Global payments giant Visa announced on Tuesday the launch of a validator node on the Tempo blockchain, extending its involvement in blockchain infrastructure for payments.
The company said in a blog post that it had joined the Tempo network as an anchor validator, placing it among the participants responsible for confirming transactions and helping secure the blockchain.
Tempo, a layer-1 blockchain focused on agentic commerce and real-time payments, said Visa, Stripe, and Zodia Custody, backed by Standard Chartered, would serve as its first external validators, with more participants expected later.
Expanding In-House Blockchain Role
Visa said its validator node was configured and is being managed internally after six months of work with Tempo’s engineering team to connect the company’s infrastructure directly to the network.
That setup gives Visa a direct operational role in transaction validation at a time when traditional payment companies are exploring how blockchain networks and stablecoins could be used for faster settlement and new forms of digital commerce.
“We’ve spent years building our expertise in blockchain, and now we’re expanding that work by running critical blockchain infrastructure ourselves,” Cuy Sheffield, Visa’s head of crypto, said in a statement.
Focus on Stablecoin Infrastructure
The announcement highlights how established financial firms are moving beyond pilot programs and partnerships to take on more active positions inside blockchain networks themselves.
By acting as an anchor validator in Tempo’s early phase, Visa said it is supporting the reliability, resilience, and performance of the network as it develops payment use cases tied to stablecoins and on-chain settlement.
Tempo described the role as a natural extension of Visa’s work with the project, saying the company had been involved as a design partner from the start.

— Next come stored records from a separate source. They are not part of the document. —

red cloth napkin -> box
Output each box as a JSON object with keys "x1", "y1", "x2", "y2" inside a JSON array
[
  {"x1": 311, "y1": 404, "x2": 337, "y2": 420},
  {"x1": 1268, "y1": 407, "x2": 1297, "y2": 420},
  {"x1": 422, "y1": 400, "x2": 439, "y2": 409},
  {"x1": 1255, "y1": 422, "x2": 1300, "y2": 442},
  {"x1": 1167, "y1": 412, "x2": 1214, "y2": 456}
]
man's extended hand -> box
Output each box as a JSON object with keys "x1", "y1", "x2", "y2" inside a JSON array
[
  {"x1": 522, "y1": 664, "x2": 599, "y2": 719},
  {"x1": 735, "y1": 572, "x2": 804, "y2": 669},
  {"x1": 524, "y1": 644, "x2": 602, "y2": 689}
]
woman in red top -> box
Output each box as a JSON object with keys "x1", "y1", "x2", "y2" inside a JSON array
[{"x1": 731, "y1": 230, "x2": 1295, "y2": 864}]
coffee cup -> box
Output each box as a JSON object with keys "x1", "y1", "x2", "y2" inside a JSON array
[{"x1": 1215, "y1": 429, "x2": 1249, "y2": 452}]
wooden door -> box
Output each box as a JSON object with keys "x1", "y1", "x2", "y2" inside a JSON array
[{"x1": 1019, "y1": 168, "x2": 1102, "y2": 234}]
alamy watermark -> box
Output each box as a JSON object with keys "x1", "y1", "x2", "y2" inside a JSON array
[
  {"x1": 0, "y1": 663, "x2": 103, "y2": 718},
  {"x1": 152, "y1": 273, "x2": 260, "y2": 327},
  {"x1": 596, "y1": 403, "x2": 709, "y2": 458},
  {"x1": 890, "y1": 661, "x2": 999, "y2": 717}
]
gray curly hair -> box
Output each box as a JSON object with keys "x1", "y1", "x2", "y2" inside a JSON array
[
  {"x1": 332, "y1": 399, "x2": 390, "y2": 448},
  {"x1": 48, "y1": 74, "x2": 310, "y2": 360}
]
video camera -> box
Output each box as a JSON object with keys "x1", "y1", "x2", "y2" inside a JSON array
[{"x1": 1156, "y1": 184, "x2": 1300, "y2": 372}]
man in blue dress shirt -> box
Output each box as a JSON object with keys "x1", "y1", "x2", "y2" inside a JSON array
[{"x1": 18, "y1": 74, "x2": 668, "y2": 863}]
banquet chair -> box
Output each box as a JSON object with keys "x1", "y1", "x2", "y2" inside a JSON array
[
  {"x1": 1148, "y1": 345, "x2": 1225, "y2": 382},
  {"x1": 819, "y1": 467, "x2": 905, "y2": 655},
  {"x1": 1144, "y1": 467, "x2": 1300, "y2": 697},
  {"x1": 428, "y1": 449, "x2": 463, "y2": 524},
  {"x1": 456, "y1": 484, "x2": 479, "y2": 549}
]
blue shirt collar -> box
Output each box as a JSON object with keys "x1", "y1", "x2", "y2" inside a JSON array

Validators on Tempo confirm and sequence transactions into blocks to help maintain consensus across the network, while lead validators can earn stablecoin rewards for packaging those transactions into blocks.
Broader Blockchain Strategy
The Tempo launch fits into a wider digital asset strategy at Visa, which has been building out blockchain-focused products and partnerships for several years.
The company said it had also been selected as the first major global payments company to serve as a super validator on the Canton Network, where it is working with banks and financial institutions on privacy-focused on-chain payment flows.
Taken together, those efforts suggest Visa is positioning itself not just as a user of blockchain-based payment systems, but as one of the firms helping operate the networks themselves. For payment companies, that could become increasingly important as stablecoins move closer to the financial mainstream and competition grows over who controls the rails supporting digital transactions.